%pylab inline
import os
How do we transform programs in a way that preserves their semantic properties but still changes them enough to work as a data augmentation tool for image classifications? That was our question in the last blog.
What is a transformation of the images that will preserve the semantic content of the code?
Trick question, since the transformation applies to the images only as an afterthought, as the best way to preserve the program itself while modifying it is to apply obfuscations.
For the sake of this blog post I won't dwell deep into the subject, but suffice to say that obfuscations are simply syntactic transformations applied to the code in order to render reverse engineering harder while preserving the semantic content (the obfuscated program calculates exactly the same function as the original one).
Also, we won't be writing any obfuscations ourselves but we'll make use of Tigress, a state of the art obfuscator for C code:
http://tigress.cs.arizona.edu/ <- refer to this website for a description of all the transformation we use.
We will focus on certain transformations embedded in Tigress, since we don't need the code to be effectively obfuscated (as in, we don't need to fool reverse engineers), we just need to generate programs that process the same function but differ in their binary representation.
Let's see how we can apply obfuscations to our code, first in a simple way and then iteratively.

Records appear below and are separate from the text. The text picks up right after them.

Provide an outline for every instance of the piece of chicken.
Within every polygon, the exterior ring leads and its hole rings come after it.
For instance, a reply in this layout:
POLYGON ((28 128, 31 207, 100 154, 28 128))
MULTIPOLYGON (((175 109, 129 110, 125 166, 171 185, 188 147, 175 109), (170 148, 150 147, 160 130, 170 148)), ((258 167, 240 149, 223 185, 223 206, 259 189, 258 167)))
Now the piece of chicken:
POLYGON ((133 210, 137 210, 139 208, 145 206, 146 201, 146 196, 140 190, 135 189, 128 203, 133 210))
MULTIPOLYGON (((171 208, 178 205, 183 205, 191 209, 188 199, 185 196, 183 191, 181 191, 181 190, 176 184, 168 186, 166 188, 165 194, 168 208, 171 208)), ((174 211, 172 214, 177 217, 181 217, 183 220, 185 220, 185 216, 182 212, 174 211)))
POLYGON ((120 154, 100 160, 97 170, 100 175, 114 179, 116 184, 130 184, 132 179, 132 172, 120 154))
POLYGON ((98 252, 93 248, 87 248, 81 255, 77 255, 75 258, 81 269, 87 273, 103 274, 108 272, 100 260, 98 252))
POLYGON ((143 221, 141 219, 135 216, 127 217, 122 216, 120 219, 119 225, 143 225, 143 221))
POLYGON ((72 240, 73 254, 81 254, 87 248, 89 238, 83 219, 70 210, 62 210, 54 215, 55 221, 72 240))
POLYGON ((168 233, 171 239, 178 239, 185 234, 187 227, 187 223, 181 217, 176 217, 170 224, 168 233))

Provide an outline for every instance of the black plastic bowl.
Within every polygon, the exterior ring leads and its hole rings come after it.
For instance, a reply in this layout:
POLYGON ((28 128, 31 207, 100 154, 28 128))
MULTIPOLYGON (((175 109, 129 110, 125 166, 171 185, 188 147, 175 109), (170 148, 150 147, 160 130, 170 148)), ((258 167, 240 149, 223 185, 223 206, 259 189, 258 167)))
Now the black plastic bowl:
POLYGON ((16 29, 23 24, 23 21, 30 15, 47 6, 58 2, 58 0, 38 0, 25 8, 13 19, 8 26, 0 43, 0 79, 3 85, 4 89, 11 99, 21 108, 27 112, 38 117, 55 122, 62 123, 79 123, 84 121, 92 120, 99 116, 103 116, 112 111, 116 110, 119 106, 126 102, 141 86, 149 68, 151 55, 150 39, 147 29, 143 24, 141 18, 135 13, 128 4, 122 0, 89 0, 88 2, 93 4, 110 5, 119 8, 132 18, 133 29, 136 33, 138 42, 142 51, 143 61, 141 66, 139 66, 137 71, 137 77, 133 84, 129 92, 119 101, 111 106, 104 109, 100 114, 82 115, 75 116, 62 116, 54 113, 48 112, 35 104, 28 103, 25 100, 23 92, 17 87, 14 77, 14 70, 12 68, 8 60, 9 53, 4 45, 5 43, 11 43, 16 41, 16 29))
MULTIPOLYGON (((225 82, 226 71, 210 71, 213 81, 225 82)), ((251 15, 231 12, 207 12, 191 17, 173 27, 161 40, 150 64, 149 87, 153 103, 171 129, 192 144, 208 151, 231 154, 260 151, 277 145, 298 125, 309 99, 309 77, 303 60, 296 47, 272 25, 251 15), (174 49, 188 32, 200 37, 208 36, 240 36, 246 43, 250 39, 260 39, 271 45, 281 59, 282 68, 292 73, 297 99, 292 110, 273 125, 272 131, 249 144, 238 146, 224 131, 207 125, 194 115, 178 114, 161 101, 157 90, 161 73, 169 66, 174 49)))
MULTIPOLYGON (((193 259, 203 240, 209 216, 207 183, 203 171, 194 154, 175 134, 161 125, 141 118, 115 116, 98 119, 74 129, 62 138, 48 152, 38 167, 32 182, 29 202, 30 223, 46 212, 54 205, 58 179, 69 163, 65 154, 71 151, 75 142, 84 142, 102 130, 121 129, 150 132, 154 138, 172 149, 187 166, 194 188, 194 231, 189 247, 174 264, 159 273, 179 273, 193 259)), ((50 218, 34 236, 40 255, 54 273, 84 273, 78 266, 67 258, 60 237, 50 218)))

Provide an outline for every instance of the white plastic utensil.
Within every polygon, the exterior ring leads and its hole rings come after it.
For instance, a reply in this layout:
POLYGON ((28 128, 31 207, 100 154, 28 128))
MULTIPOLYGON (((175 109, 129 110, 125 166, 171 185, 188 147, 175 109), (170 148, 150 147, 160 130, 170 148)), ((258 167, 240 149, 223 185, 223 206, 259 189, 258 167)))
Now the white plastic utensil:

Applying the transformation Split to the main function of gcd.c we create a new file, gcd-Split.c that will have the original main function split into two subfunctions.
import blog_1 as b1
command = 'tigress --Transform=Split --Functions=main --out=obf_binaries/gcd-Split.c binaries/gcd.c'
output, error = b1.call(command)
print error #not technically an error, but it's everything that gets printed to stderr
The original function:
int main()
{
int n1, n2, i, gcd;
printf("Enter two integers: ");
scanf("%d %d", &n1, &n2);
for(i=1; i <= n1 && i <= n2; ++i){
if(n1%i==0 && n2%i==0)
gcd = i;
}
printf("G.C.D of %d and %d is %d", n1, n2, gcd);
return 0;
}
The split version:
int main(int _formal_argc , char **_formal_argv , char **_formal_envp )
{
int n1 ;
int n2 ;
int i ;
int gcd ;
int _BARRIER_0 ;
{
megaInit();
_global_argc = _formal_argc;
_global_argv = _formal_argv;
_global_envp = _formal_envp;
_BARRIER_0 = 1;
_1_main_main_split_1(& n1, & n2, & i);
_1_main_main_split_2(& n1, & n2, & i, & gcd);
return (0);
}
}
void _1_main_main_split_1(int *n1 , int *n2 , int *i )
{
{
printf((char const */* __restrict */)"Enter two integers: ");
scanf((char const */* __restrict */)"%d %d", & *n1, & *n2);
*i = 1;
}
}
void _1_main_main_split_2(int *n1 , int *n2 , int *i , int *gcd )
{
{
while (1) {
if (*i <= *n1) {
if (! (*i <= *n2)) {
break;
}
} else {
break;
}
if (*n1 % *i == 0) {
if (*n2 % *i == 0) {
*gcd = *i;
}
}
(*i) ++;
}
printf((char const */* __restrict */)"G.C.D of %d and %d is %d", *n1, *n2, *gcd);
}
}
Well, they do indeed look very different. Now we have a 'gcd-Split.c' file in our 'obf_binaries' folder, we can compile it and show it just like we did in the last blog post.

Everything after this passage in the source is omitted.